Banks in the US push back as financial-crisis lawsuits pile up
October 16, 2012, 12:39 am TWN
By Aruna Viswanatha and Rick Rothacker--As U.S. authorities seek to make Wall Street pay for its role in triggering the financial crisis more than four years ago, banks are starting to fight back, frustrated that they are being asked to pay more than once for the same conduct.
The result may be that federal and state authorities trying to extract penalties from the banks are forced to go through lengthy courtroom battles, instead of getting hundreds of millions of dollars through relatively quick settlements.
In the past two weeks, two of the biggest banks were hit with separate mortgage-related lawsuits.

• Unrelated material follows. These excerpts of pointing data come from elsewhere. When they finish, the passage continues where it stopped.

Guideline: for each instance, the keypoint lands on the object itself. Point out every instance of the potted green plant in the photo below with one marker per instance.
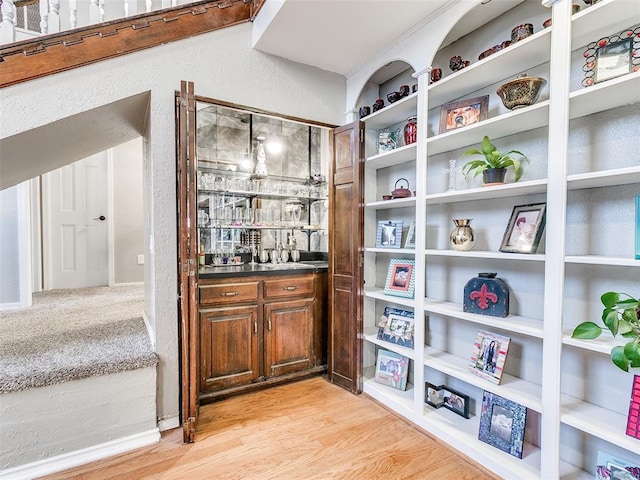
(621, 315)
(494, 164)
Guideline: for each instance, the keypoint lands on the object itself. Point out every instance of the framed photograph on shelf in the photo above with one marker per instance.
(396, 326)
(392, 369)
(612, 56)
(465, 112)
(488, 356)
(410, 241)
(400, 278)
(502, 423)
(524, 229)
(433, 395)
(389, 234)
(455, 401)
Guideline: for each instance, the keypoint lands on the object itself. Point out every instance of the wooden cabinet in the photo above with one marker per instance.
(260, 330)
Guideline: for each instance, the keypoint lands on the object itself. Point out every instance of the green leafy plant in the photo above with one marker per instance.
(621, 315)
(493, 159)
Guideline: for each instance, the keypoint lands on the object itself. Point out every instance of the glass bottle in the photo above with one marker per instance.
(411, 130)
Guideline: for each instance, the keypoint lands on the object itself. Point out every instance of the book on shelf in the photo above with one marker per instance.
(392, 369)
(489, 355)
(396, 326)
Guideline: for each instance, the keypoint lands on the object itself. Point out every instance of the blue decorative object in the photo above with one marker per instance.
(638, 227)
(486, 295)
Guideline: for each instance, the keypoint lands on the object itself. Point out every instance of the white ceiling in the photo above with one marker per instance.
(338, 35)
(342, 35)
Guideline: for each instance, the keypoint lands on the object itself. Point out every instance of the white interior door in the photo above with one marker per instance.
(75, 224)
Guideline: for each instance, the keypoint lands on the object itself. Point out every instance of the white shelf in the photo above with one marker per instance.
(512, 323)
(513, 388)
(462, 433)
(393, 157)
(515, 121)
(603, 344)
(371, 336)
(515, 59)
(604, 18)
(604, 178)
(602, 260)
(484, 193)
(599, 422)
(378, 294)
(399, 401)
(527, 257)
(395, 203)
(392, 113)
(396, 251)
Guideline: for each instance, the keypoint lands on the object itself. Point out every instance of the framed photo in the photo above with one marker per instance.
(609, 467)
(456, 402)
(612, 56)
(488, 356)
(466, 112)
(389, 234)
(392, 369)
(396, 326)
(433, 395)
(524, 229)
(410, 241)
(502, 423)
(400, 278)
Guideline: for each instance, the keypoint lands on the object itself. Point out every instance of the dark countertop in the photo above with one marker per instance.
(307, 266)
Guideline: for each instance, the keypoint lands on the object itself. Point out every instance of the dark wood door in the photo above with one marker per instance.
(288, 336)
(346, 240)
(187, 258)
(229, 347)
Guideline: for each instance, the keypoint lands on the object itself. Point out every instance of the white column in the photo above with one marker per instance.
(7, 26)
(44, 17)
(54, 16)
(73, 11)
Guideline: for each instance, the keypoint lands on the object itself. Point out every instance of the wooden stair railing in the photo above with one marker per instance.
(30, 59)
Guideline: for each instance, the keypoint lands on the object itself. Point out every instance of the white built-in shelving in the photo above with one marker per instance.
(568, 423)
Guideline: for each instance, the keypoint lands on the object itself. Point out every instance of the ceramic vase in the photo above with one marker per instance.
(462, 237)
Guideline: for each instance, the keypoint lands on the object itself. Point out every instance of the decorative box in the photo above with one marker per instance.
(486, 295)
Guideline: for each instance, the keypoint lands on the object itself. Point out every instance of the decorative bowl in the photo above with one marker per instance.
(521, 92)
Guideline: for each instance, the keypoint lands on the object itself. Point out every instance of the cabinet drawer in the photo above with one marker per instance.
(289, 287)
(229, 293)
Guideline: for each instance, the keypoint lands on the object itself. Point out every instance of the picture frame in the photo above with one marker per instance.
(456, 402)
(410, 241)
(397, 326)
(392, 369)
(389, 234)
(524, 230)
(400, 280)
(463, 113)
(433, 395)
(502, 423)
(489, 355)
(609, 467)
(612, 56)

One from the U.S. Attorney's office in Manhattan accused Wells Fargo of misleading the government in a "longstanding and reckless" pattern of certifying the quality of questionable home loans and failing to report problems on others.
It said the deception forced the government to pay out hundreds of millions of dollars in insurance claims. Authorities are seeking hundreds of millions of dollars in damages.
Instead of quickly settling the charges, as has happened in most financial-crisis cases, Wells Fargo is contesting the allegations.
Part of its defense will be that the US$25 billion federal-state mortgage settlement reached earlier this year with top banks already cleared out some of this liability, Wells Fargo Chief Financial Officer Tim Sloan said in an interview on Friday.
"There was a lot of disappointment from our perspective in terms of how it was handled, and in particular we were very disappointed in some of the sensational allegations that were made," Sloan said, adding that the bank strongly denies the charges. The earlier settlement covered a certification that Wells says is partly at issue in the new complaint.
In the other case, New York State Attorney General Eric T. Schneiderman last week filed a civil suit against JPMorgan for alleged fraud at Bear Stearns, which JPMorgan bought at the government's request in 2008.
JPMorgan is also fighting back against those charges. Chief Executive Jamie Dimon lashed out this week in Washington at a public event, saying his bank has already paid its price. It took on up to US$10 billion in losses related to Bear Stearns for doing the Federal Reserve "a favor."
Rita Glavin, a former Justice Department official who is a partner at the law firm Seward & Kissel, said banks may be reaching a point where they don't see the logic in settling cases because it's not allowing them to move past the liability.
"You may be seeing them saying, we're going to draw a line in the sand, and we're not simply going to lay down and get rolled over," Glavin said.
The strategy does come with some danger of new information being disclosed that private litigants can use in their own lawsuits against the banks.
But the civil cases also indicate the banks will likely face no criminal charges for the same conduct, potentially giving the banks less reason to immediately resolve them.
"If the banks have come to the determination that the worst that is going to happen is this civil case, then there is less of a downside for going forward," said Neil Barofsky, former inspector general of the TARP bailout who now teaches at New York University School of Law.
The Justice Department declined to comment. James Freedland, a spokesman for the New York Attorney General's office, said about the JPMorgan case: "It would be the ultimate legal loophole if accountability for billions of dollars worth of fraud upon taxpayers and investors could simply disappear into the ether because ownership of a company changed hands."